В Горьком Зотов засел за бумаги. Перевернул килограммы счетов и накладных. Наконец нашел то, что требовалось: гаечные ключи, изготовленные в подмосковном городке несколько лет назад, отпущены девяти судам. Сохранились ли они сейчас — никто не знал, может быть, заменили уже новыми.
Сотни судов бороздят волжские воды. Из них нужны только девять. Круг сужается. Цель ближе.
5
— Знаете, ума не приложу, куда запропастился мой Володя. — На Александра Евграфовича смотрели печальные глаза молодой женщины. — Вот уже сколько времени его нет. Наверное, что-нибудь случилось… Поехал он вместе с приятелем из нашей деревни в Рыбинск с картошкой. Борис вернулся, а Володи нет. И жили мы так хорошо… Сынок растет.
— А что сказал вам Борис?
— Приехал, сразу ко мне пришел. Говорит, что потерял он моего мужа где-то около Ярославля. Грешок за ним один водился — выпивал… Сначала подумала, напился и на первой же пристани сошел с парохода. Ждала. Нет и нет! Подумала, что пятнадцать суток получил. Снова ждала. Терпения уже не стало. Письмо написала в Ярославль… Борис помог.
— По этому письму мы к вам и приехали. Но утешить вас пока ничем не могу.
Женщина заплакала.
— Здравствуйте! — В комнату вбежал мальчишка лет восьми. — Две пятерки, одна четверка!
— Вот молодец! Как звать-то? — Сергей! А вы что?
— Я? Да знакомый. Вот хотел твоего папку повидать. Вместе в армии служили, а его и нет.
Мальчишка низко опустил голову.
— А вы бы могли узнать своего мужа по каким-нибудь приметам? Ну, скажем, может, шрам какой, татуировка?
— На груди у него наколото было. Головка женская. И имя мое — Ира. На флоте служил…
Перед глазами Александра сразу же возникла татуировка… Да, видимо, это был он, Владимир Михайлович Тенин, житель далекого марийского села.
— А еще что-нибудь приметное?
— Нет, пожалуй, больше ничего.
Александр встал. И вдруг увидел ремень, спускавшийся со спинки кровати.
— Это чей ремень?
— Сына. Подарок отцовский. Перед отъездом вместе с Сережкой в магазин ходил, купил пару — ему и себе.
В дежурной части УВД.
Александр внимательно осмотрел ремень. Обыкновенный, ничем не примечательный. Провел пальцами по пряжке.
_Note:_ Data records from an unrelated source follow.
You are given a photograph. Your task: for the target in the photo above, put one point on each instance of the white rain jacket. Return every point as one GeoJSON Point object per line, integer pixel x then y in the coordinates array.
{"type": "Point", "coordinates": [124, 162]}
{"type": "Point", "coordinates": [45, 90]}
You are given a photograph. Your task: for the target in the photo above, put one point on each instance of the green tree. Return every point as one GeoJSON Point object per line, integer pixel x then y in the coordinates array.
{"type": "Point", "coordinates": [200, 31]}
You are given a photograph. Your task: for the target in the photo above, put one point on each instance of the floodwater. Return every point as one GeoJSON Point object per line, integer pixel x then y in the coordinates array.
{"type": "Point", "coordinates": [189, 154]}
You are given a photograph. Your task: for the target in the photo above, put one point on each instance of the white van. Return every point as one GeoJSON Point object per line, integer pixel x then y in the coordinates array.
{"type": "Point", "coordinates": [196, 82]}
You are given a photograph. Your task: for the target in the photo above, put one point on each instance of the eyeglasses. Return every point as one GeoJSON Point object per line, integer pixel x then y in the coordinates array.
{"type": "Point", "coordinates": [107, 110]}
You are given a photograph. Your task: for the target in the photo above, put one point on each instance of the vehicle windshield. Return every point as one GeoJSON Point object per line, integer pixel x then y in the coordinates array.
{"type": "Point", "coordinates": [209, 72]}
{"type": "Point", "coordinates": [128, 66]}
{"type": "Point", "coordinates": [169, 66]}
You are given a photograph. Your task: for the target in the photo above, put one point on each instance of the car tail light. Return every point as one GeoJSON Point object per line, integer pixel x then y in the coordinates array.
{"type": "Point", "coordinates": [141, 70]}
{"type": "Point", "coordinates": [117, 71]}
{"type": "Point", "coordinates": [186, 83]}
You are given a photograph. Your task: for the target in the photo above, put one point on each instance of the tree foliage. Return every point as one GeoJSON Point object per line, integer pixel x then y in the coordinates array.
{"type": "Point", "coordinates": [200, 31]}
Что-то шершавое — вот бракоделы, не могли без этой задоринки сделать! Посмотрел — маленькая буква «С».
— Это чтоб не спутали ремни, — от женщины не ускользнул внимательный взгляд Александра. — Отец свой тоже пометил.
Александр не выдержал. Торопливо раскрыл чемоданчик… На пряжке ремня была маленькая буква «В»…
6
Итак, стало известным второе неизвестное. Но кто же убийца? Может, Борис? Был в компании Владимира, знал, что деньги у него немалые. Чтобы выгородить себя, помог Ирине написать письмо в ярославскую милицию, наведывался. И каждый раз припоминал какие-то детали. Должно быть, следы заметал.
Как хотелось сейчас зацепиться за такую версию! Но пока это только догадки. Надо собрать улики. Да такие, чтобы были неопровержимы…
Допрашивал Бориса Зотов. Карпов беседовал с жителями села, изучая, так сказать, общественное мнение о Борисе. Помогали ему работники местного отдела милиции…
— Вы, конечно, думаете, что я убил Владимира, — прямо начал Борис. — Дело ваше. Затем, наверное, и приехали. Как увидел вас двоих, сразу понял — за мной…
Василий Степанович не торопился начинать допрос. Он исподволь изучал этого невысокого кряжистого человека с крупными, грубыми руками, всматривался в его обветренное лицо. Синяков нервничал.
«Можно ли рассчитывать на откровенный разговор? — думал Василий Степанович. — Что произошло между земляками где-то между Рыбинском и Ярославлем? И почему Синяков сразу идет в наступление? Сразу «виновен»… Отводит от себя подозрение?»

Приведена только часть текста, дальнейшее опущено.